# Table Statistics

Like most commercial databases, TiDB query optimization incorporates a cost-based optimizer that relies on the statistics of the database data to make an optimal query plan. Therefore, the statistics play a key role in TiDB for the optimizer to choose, e.g., the right index for table access or the right join method between the index nested loop join and hash join, and many more scenarios for an optimal query execution plan.

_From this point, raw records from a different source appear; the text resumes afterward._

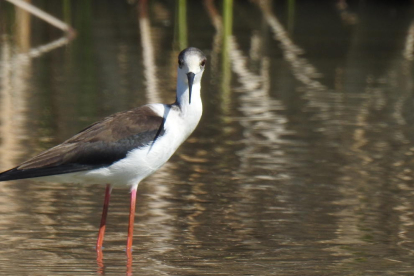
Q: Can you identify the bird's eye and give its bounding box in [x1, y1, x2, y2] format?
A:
[178, 59, 184, 68]
[200, 59, 206, 67]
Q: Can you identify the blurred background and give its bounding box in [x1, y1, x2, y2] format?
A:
[1, 0, 414, 275]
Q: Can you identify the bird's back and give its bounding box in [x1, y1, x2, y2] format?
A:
[0, 105, 165, 182]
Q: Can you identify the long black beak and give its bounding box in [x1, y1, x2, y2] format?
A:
[187, 72, 195, 104]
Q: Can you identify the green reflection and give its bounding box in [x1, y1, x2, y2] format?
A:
[63, 0, 71, 26]
[176, 0, 187, 50]
[1, 2, 16, 35]
[221, 0, 233, 114]
[287, 0, 295, 33]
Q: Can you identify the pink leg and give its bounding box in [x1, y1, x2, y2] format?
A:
[126, 188, 137, 252]
[96, 184, 112, 252]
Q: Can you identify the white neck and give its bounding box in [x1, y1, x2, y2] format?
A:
[176, 78, 203, 117]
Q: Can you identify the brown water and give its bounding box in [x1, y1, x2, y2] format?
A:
[1, 0, 414, 275]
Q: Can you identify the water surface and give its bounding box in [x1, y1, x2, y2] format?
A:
[1, 0, 414, 275]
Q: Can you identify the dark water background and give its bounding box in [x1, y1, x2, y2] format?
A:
[1, 0, 414, 275]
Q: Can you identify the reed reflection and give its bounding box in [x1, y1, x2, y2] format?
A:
[336, 0, 358, 25]
[139, 0, 161, 104]
[256, 0, 325, 90]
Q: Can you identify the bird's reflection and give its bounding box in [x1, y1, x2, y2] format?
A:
[126, 250, 133, 276]
[96, 250, 105, 275]
[95, 246, 134, 275]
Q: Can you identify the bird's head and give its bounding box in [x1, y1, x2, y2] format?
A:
[177, 47, 207, 104]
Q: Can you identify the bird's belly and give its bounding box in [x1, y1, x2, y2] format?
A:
[45, 130, 184, 187]
[85, 145, 177, 186]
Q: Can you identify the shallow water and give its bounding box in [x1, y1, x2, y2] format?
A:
[1, 0, 414, 275]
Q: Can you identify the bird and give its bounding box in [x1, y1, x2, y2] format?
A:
[0, 47, 207, 252]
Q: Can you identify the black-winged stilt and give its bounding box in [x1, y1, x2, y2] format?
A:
[0, 47, 207, 252]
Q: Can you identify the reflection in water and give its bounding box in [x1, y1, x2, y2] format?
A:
[394, 22, 414, 257]
[220, 0, 233, 113]
[0, 22, 30, 259]
[205, 0, 297, 262]
[1, 1, 414, 275]
[177, 0, 188, 50]
[257, 0, 325, 91]
[15, 0, 31, 52]
[6, 0, 74, 34]
[336, 0, 358, 26]
[204, 0, 222, 78]
[403, 21, 414, 62]
[0, 5, 78, 274]
[138, 0, 161, 104]
[0, 39, 28, 170]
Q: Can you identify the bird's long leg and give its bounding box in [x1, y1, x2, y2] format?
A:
[126, 187, 137, 252]
[96, 184, 112, 252]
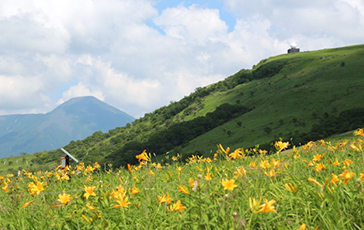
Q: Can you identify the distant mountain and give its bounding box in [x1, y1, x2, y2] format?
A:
[0, 96, 134, 158]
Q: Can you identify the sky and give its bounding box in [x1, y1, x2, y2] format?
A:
[0, 0, 363, 118]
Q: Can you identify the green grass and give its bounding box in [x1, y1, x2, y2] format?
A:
[180, 44, 364, 154]
[1, 129, 364, 229]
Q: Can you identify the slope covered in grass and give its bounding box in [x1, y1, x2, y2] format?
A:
[1, 44, 364, 173]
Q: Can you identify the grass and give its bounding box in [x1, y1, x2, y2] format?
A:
[180, 44, 364, 154]
[1, 129, 364, 229]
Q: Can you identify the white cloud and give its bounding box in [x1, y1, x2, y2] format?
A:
[0, 0, 362, 118]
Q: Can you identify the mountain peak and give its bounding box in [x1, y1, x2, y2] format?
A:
[0, 96, 135, 157]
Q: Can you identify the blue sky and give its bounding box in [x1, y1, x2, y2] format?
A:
[0, 0, 363, 117]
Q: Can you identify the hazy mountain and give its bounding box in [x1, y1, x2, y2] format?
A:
[0, 96, 134, 158]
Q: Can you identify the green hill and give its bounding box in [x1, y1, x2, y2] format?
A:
[1, 44, 364, 173]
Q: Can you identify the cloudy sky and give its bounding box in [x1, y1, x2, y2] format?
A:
[1, 0, 363, 118]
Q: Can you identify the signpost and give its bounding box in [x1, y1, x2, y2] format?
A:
[60, 148, 79, 169]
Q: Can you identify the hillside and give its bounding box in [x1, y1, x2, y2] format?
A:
[1, 44, 364, 173]
[0, 96, 135, 158]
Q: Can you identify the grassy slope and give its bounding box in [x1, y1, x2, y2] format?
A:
[180, 45, 364, 154]
[1, 44, 364, 173]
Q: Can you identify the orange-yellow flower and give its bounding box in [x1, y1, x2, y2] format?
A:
[331, 159, 340, 166]
[1, 181, 9, 193]
[131, 185, 140, 196]
[84, 185, 96, 199]
[177, 185, 189, 194]
[234, 166, 247, 178]
[343, 159, 353, 167]
[28, 180, 46, 195]
[339, 170, 355, 185]
[127, 164, 133, 174]
[275, 141, 289, 152]
[354, 128, 364, 136]
[22, 200, 35, 208]
[169, 200, 186, 212]
[86, 165, 95, 173]
[157, 193, 173, 204]
[113, 196, 131, 208]
[248, 161, 257, 168]
[221, 179, 238, 191]
[58, 192, 73, 205]
[298, 223, 306, 230]
[307, 177, 323, 187]
[259, 160, 271, 169]
[329, 173, 341, 185]
[136, 150, 150, 162]
[229, 149, 244, 159]
[263, 168, 276, 179]
[257, 199, 277, 213]
[314, 162, 325, 172]
[204, 173, 213, 181]
[93, 162, 100, 169]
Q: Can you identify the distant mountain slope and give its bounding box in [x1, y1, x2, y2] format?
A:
[0, 96, 134, 158]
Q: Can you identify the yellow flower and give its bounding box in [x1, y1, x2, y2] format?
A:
[229, 149, 243, 159]
[22, 200, 35, 208]
[248, 161, 257, 168]
[83, 185, 96, 200]
[136, 150, 150, 162]
[1, 181, 9, 193]
[221, 179, 238, 191]
[342, 159, 353, 167]
[329, 173, 341, 185]
[307, 177, 323, 187]
[354, 128, 364, 136]
[249, 197, 262, 212]
[28, 180, 46, 195]
[234, 166, 246, 178]
[314, 162, 325, 172]
[131, 185, 140, 196]
[58, 192, 73, 205]
[259, 160, 271, 169]
[169, 200, 186, 212]
[331, 159, 340, 166]
[271, 159, 280, 168]
[263, 168, 276, 179]
[176, 167, 183, 173]
[148, 170, 155, 175]
[127, 164, 133, 174]
[275, 141, 289, 152]
[339, 170, 355, 185]
[358, 172, 364, 182]
[257, 199, 277, 213]
[113, 196, 131, 208]
[319, 139, 325, 146]
[204, 173, 213, 181]
[313, 154, 323, 162]
[298, 223, 306, 230]
[157, 193, 173, 204]
[86, 165, 95, 173]
[93, 162, 100, 169]
[177, 185, 189, 194]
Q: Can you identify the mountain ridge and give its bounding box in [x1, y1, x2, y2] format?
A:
[0, 96, 135, 158]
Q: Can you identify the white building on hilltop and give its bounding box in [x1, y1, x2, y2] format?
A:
[288, 43, 300, 53]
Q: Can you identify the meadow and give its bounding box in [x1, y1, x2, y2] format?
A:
[1, 129, 364, 229]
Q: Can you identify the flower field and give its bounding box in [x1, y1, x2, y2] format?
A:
[1, 129, 364, 229]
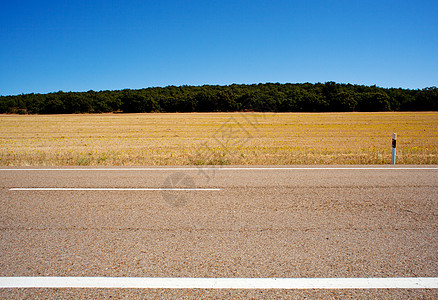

In this chapter, we will introduce different types of statistics being used in TiDB, the corresponding data structure, how TiDB collects and maintains them, as well as how the TiDB optimizer uses these statistics in the optimization process. Given the space limit, we will not cover all the implementation details. However, the corresponding code modules will be pointed out as much as possible. Please also note that as TiDB and its optimizer evolve over time, some of these statistics and their application may also have evolved or been modified.

## Types of TiDB statistics

Among many types of statistics commonly used by databases, TiDB mainly uses three types of them: histogram, top-n values (a.k.a, MFV or most frequent values), and count-min sketch (CM sketch). We will briefly introduce each of these statistics first.

### Histogram

Histogram splits the data into a number of buckets and maintains some information to describe a bucket, such as the number of records in the bucket. It is widely used in many RDBMS to estimate a range.

Among two commonly used histogram strategies, equal-depth and equal-width, we choose the equal-depth histogram for it has a better guarantee of worst case error rate compared to that of the equal-width histogram. You can refer to the paper Accurate estimation of the number of tuples satisfying a condition for more information. With the equal-depth histogram, the number of values in each bucket is to be as equal as possible. For example, to split the given record set of `1.6, 1.9, 1.9, 2.0, 2.4, 2.6, 2.7, 2.7, 2.8, 2.9, 3.4, 3.5`

into 4 buckets, the final buckets would look like `[1.6, 1.9], [2.0, 2.6], [2.7, 2.8], [2.9, 3.5]`

. Thus the depth, (a.k.a. the number of records) of each bucket is 3, as shown in the following graph.

### Count-Min Sketch

The Count-Min Sketch (CM sketch) is a data structure used for query cardinality estimation for the equal predicate, or join, etc., and provides strong accuracy guarantees. Since its introduction in 2003 in the paper An improved data stream summary: The count-min sketch and its applications, it has gained widespread use given its simplicity of construction and use.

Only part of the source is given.